Honora Denny (died 1614) was an English courtier.

She was the daughter of Edward, Lord Denny and Mary Cecil, a daughter of Thomas Cecil, 1st Earl of Exeter. Some sources use the name "Honoria" or "Honor".

She married a prominent Scottish-born courtier James Hay, 1st Earl of Carlisle. Their marriage was celebrated by Lord Hay's Masque written by Thomas Campion and staged on 6 January 1607. The Spanish ambassador gave her a jewel worth 6000 crowns.

She was a favourite of Anne of Denmark. They enjoyed the company of a Venetian diplomat and musician Giulio Muscorno. Muscorno argued with the ambassador Antonio Foscarini. A third Venetian diplomat, Giovanni Rizzardo investigated their quarrel and found that the queen and Lady Hay had promoted Muscorno's cause. During subsequent hearings in Venice about Foscarini's conduct, doubt was cast on Rizzardo's story, and it was suggested Lady Hay was not a lady of the court, or the queen's servant, and did not frequently visit her.

Honora was supposedly unfaithful and Hay was jealous. He broke open her cabinets in search of love letters and threatened her servants. After her death, Lady Mary Wroth alluded to their troubles in Urania and satirised Hay as Sirelius. Wroth criticised Lord Denny for taking Hay's part against his daughter. Denny responded in verse.

Joseph Hall addressed an epistle her on the subject of baptism after she lost a child.

In 1614 she was returning from a masque at court late at night in a coach and a thief reached in and stole a valuable jewel which she was wearing on her forehead. She died soon after, suffering a miscarriage, and was buried on 16 August 1614 at Waltham Abbey.

She had a daughter, Anne Hay, and a son, James Hay, 2nd Earl of Carlisle, who married Margaret Russell, a daughter of Francis Russell, 4th Earl of Bedford.

Richard Niccols dedicated two volumes to her memory, The Furies or Vertues Encomium.
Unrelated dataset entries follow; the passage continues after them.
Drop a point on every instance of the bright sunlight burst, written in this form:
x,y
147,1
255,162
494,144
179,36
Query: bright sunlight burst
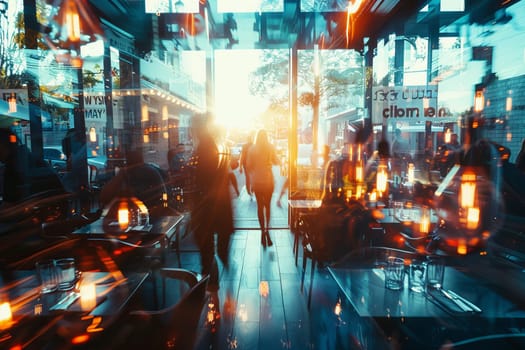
x,y
235,108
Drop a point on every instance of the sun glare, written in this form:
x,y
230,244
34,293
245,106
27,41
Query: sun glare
x,y
235,107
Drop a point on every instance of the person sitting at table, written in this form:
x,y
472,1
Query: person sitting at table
x,y
141,180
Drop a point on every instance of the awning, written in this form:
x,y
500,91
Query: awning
x,y
50,100
22,112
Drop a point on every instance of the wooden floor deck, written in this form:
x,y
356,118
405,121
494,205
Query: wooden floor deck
x,y
260,301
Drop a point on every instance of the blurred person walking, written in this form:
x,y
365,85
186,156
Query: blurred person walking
x,y
520,158
212,213
261,157
243,160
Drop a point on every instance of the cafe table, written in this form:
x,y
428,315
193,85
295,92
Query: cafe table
x,y
300,207
63,319
153,239
424,319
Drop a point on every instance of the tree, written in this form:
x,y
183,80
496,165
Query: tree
x,y
341,82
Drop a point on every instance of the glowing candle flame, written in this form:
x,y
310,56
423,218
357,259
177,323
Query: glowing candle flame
x,y
123,215
410,172
468,190
6,316
381,179
88,296
472,218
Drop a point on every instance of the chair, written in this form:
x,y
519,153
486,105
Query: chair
x,y
309,252
173,325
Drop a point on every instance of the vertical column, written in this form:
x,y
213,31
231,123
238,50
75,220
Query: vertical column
x,y
369,53
33,85
79,166
108,91
433,46
292,132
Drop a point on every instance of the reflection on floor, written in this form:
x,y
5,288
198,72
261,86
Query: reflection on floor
x,y
260,301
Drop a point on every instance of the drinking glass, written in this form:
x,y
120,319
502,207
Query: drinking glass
x,y
416,276
435,273
66,273
395,273
47,275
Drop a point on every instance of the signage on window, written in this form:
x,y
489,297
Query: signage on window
x,y
408,104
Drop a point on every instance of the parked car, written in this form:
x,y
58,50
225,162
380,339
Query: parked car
x,y
55,157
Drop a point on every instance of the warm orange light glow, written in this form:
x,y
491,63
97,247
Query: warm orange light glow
x,y
359,172
468,190
410,172
448,135
243,314
123,215
479,101
338,309
508,104
92,135
6,316
472,218
424,221
12,104
264,289
382,178
145,113
462,247
72,25
80,339
88,296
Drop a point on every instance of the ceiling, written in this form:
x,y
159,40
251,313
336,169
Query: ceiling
x,y
289,27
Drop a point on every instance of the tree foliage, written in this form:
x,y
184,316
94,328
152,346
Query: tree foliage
x,y
341,78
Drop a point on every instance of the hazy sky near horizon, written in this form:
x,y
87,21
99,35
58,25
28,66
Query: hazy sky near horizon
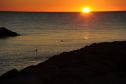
x,y
62,5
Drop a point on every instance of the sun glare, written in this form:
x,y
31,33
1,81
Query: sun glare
x,y
86,10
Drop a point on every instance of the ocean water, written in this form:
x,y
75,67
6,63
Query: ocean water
x,y
53,33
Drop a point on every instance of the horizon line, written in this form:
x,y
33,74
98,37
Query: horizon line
x,y
60,11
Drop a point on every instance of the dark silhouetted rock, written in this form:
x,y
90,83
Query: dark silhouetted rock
x,y
4,32
99,63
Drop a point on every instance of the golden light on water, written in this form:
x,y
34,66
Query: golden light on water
x,y
86,10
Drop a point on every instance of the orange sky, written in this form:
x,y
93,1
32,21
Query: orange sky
x,y
62,5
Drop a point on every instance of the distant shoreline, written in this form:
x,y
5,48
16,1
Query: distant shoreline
x,y
58,12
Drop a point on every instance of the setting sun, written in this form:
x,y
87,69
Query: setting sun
x,y
86,10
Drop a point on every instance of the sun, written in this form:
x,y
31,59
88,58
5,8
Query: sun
x,y
86,10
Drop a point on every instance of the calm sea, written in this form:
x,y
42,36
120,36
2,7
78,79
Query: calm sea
x,y
53,33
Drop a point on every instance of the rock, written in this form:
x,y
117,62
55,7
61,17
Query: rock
x,y
4,32
99,63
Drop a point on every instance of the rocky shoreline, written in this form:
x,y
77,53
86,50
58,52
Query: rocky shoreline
x,y
98,63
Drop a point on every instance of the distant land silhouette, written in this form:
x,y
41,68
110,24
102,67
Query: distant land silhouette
x,y
98,63
4,32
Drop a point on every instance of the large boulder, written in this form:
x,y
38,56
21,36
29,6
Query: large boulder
x,y
99,63
4,32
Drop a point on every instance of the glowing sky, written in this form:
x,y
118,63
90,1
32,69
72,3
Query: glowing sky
x,y
62,5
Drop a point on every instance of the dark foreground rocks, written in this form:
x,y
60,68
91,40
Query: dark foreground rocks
x,y
4,32
102,63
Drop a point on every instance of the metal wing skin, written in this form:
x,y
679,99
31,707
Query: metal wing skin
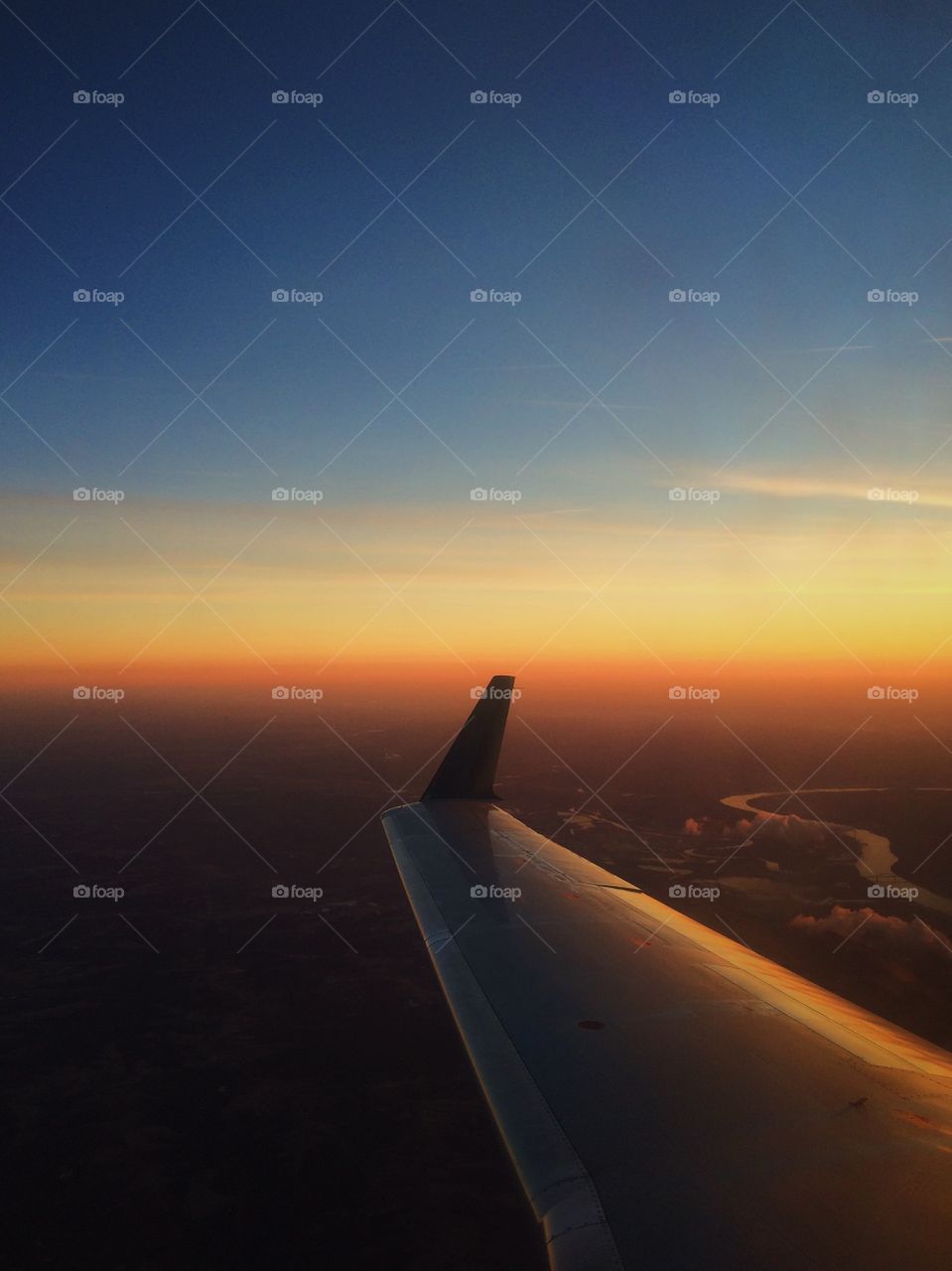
x,y
669,1098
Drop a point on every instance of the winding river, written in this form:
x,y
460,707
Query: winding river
x,y
876,861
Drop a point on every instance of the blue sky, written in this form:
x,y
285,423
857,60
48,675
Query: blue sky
x,y
594,198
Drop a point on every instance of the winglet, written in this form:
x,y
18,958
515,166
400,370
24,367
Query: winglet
x,y
468,770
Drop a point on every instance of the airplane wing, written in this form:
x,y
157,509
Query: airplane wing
x,y
669,1097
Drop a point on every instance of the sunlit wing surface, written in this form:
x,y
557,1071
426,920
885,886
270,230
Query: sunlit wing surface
x,y
669,1098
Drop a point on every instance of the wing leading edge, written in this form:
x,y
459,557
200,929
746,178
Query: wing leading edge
x,y
667,1096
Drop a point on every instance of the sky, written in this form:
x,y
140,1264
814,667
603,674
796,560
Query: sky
x,y
679,486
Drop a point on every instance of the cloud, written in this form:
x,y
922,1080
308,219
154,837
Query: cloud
x,y
880,930
778,829
784,829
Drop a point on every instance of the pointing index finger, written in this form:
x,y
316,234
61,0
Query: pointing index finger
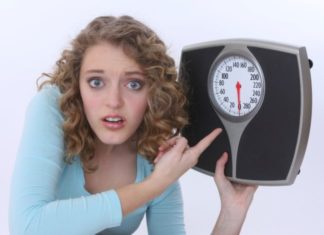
x,y
205,142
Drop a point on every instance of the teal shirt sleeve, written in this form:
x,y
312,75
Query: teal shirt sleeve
x,y
34,208
165,213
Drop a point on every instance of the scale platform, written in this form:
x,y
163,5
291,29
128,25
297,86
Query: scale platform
x,y
260,93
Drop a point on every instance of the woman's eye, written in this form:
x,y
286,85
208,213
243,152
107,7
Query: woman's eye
x,y
95,83
135,85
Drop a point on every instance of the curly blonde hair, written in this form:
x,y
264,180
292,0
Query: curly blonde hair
x,y
165,115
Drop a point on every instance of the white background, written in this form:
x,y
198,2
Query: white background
x,y
33,33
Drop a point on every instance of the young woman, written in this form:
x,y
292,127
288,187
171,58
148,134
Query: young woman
x,y
101,144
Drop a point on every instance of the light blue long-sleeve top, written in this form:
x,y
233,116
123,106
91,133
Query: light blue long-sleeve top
x,y
48,195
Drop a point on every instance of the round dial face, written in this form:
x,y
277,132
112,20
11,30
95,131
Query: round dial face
x,y
236,85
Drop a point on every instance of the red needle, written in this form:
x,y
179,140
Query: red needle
x,y
238,89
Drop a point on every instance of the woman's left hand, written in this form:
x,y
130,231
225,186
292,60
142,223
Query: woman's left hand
x,y
235,201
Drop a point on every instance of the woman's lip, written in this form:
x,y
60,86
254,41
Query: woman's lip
x,y
116,122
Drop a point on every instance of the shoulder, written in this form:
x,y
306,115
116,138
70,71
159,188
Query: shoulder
x,y
46,101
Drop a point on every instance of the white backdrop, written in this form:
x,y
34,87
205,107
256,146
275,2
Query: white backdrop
x,y
33,33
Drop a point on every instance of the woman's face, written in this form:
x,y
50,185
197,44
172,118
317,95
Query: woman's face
x,y
114,93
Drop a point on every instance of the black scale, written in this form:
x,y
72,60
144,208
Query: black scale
x,y
260,94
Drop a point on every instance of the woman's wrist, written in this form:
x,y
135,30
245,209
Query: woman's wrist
x,y
229,222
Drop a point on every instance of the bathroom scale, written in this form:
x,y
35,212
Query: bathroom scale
x,y
259,93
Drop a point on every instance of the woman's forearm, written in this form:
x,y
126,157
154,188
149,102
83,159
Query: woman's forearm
x,y
134,196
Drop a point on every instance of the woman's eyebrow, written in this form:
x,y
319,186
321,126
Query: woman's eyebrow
x,y
94,71
134,73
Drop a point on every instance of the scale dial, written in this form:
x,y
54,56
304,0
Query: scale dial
x,y
236,86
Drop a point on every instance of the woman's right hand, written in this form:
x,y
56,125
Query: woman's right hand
x,y
176,157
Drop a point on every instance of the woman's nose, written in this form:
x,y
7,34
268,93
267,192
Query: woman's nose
x,y
114,98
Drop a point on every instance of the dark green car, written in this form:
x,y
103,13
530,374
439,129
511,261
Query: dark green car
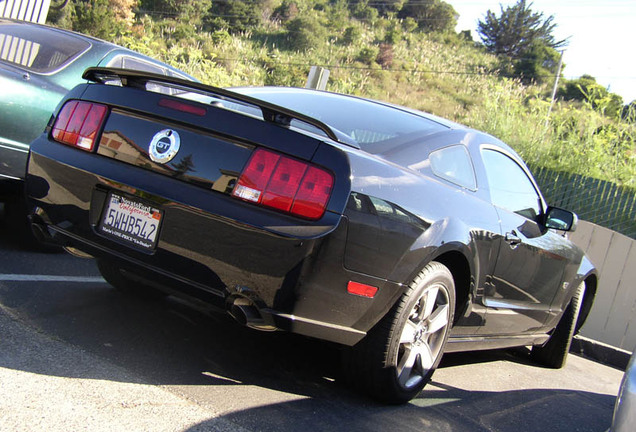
x,y
38,65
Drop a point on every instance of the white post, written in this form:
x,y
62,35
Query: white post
x,y
317,78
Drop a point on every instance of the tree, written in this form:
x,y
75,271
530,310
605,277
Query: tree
x,y
524,41
237,15
587,90
431,16
517,30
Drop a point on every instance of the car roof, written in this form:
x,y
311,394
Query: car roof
x,y
312,94
104,48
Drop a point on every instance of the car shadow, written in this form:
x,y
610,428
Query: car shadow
x,y
170,342
433,411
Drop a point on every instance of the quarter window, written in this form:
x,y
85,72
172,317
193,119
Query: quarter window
x,y
454,164
510,187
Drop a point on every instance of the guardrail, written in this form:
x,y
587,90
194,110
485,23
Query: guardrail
x,y
612,319
25,10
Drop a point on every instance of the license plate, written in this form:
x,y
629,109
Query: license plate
x,y
131,221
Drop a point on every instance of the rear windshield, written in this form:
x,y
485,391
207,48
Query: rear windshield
x,y
38,49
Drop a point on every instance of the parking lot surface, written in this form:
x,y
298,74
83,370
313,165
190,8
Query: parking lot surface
x,y
77,355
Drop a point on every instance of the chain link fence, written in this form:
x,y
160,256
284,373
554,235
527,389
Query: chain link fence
x,y
597,201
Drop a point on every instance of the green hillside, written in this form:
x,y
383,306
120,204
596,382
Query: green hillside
x,y
370,53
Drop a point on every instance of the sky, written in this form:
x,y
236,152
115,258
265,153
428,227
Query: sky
x,y
601,36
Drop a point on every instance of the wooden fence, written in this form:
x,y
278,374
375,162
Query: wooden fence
x,y
597,201
612,319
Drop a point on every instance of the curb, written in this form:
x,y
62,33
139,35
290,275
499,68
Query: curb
x,y
600,352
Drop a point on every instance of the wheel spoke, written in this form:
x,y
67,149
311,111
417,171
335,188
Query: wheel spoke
x,y
425,357
405,367
430,299
408,333
438,319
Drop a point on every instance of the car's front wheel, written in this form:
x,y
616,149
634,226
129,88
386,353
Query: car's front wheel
x,y
555,351
399,355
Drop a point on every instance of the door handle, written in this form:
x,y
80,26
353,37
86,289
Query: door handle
x,y
512,238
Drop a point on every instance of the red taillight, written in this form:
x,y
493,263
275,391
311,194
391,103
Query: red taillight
x,y
285,184
78,123
363,290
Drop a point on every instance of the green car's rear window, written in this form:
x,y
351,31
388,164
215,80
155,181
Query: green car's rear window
x,y
38,49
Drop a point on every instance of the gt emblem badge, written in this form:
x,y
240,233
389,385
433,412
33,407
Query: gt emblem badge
x,y
164,146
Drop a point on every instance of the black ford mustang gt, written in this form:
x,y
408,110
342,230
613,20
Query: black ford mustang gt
x,y
388,230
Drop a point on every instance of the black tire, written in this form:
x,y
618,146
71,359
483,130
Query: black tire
x,y
398,356
554,352
119,279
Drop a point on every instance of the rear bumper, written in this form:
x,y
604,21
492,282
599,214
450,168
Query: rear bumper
x,y
210,245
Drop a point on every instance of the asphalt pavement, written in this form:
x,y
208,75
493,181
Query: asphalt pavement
x,y
75,354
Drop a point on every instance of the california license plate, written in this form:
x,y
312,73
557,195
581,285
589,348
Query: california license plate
x,y
131,221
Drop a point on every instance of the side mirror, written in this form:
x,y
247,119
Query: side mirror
x,y
560,219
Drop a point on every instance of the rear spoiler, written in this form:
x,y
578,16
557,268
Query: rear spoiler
x,y
271,113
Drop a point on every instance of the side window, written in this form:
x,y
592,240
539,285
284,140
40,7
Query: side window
x,y
510,187
454,164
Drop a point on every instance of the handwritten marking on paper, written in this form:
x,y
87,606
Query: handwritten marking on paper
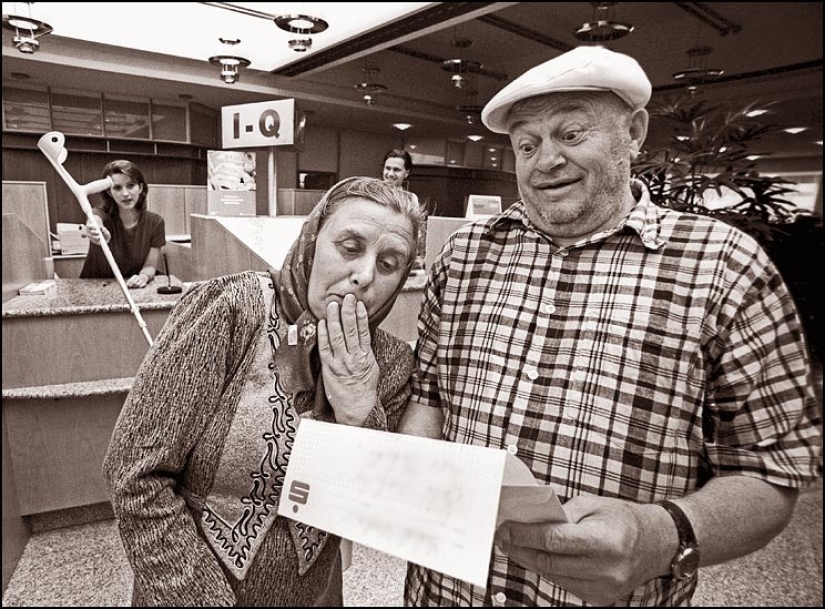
x,y
299,493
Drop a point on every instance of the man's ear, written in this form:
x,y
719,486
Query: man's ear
x,y
638,130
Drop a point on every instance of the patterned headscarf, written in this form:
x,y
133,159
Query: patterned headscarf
x,y
299,365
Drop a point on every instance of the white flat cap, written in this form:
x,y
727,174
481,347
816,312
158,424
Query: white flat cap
x,y
590,68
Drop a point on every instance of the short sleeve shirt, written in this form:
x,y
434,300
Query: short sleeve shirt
x,y
635,364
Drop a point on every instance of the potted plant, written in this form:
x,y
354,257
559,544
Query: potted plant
x,y
707,152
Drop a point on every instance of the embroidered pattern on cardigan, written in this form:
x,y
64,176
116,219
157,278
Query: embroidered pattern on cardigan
x,y
237,543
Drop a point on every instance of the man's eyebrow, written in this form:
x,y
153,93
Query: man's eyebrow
x,y
349,233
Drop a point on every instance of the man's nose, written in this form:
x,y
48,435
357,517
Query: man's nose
x,y
551,156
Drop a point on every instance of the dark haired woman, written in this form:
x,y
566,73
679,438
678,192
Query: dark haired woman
x,y
134,234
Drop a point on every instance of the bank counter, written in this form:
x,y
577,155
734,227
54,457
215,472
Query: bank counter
x,y
69,359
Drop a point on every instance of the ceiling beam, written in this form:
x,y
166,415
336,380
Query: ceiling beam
x,y
520,30
413,26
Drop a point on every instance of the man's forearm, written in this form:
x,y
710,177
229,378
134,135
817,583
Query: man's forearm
x,y
735,515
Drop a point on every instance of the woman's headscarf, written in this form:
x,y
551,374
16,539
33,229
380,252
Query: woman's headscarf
x,y
299,364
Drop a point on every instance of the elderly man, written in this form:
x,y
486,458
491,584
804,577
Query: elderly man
x,y
648,364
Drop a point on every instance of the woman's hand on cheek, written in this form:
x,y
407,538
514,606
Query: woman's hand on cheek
x,y
348,363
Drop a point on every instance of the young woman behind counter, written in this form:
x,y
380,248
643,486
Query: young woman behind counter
x,y
134,234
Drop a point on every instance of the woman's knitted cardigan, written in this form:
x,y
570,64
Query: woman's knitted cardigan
x,y
168,443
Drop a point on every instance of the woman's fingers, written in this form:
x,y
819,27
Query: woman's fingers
x,y
363,321
349,323
335,331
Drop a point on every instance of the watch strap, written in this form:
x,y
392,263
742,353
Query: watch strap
x,y
688,545
687,538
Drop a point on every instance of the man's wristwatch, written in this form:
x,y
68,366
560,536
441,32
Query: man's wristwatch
x,y
686,561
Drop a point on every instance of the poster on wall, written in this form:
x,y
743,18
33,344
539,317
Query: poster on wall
x,y
230,178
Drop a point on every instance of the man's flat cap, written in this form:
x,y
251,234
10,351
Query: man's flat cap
x,y
589,68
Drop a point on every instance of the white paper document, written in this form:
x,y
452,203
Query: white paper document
x,y
431,502
523,499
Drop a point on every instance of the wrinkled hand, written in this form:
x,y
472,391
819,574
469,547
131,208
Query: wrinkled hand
x,y
137,281
95,229
348,363
601,555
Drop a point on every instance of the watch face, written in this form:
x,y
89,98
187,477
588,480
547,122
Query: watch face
x,y
686,563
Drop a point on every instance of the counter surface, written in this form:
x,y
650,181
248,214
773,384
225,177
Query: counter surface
x,y
82,296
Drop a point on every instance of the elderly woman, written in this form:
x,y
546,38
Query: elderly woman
x,y
199,453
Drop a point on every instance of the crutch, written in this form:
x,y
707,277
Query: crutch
x,y
53,145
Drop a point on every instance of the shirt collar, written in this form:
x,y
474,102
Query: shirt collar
x,y
645,219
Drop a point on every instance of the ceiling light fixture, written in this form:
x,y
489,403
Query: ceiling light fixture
x,y
471,112
230,67
602,28
368,88
698,73
301,25
26,31
460,67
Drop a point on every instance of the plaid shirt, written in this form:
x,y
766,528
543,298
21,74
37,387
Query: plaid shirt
x,y
635,364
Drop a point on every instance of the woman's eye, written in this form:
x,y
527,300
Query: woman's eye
x,y
348,247
388,266
570,137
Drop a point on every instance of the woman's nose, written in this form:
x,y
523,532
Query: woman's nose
x,y
362,272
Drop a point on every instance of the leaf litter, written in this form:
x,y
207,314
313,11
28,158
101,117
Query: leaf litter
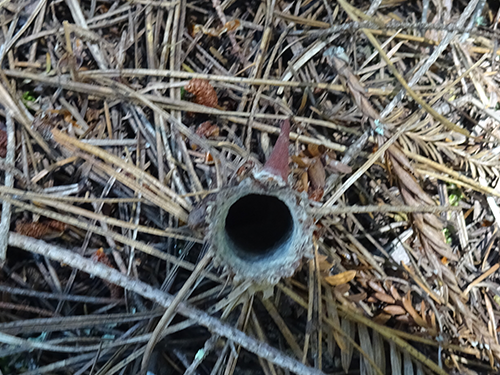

Or the Image of Honour (London, 1614), and Monodia, or Waltham's Complaint upon the death of the Lady Honor Hay (London, 1615).

The tomb of her aunt Dorothy Denny, wife of the crown auditor William Poovey or Purvey, at Wormley in Hertfordshire, commemorates an "Honour Denny" with a carved profile portrait of a young woman and a verse that mentions, 'Foreseeing Death, she sung a Swan-like song'.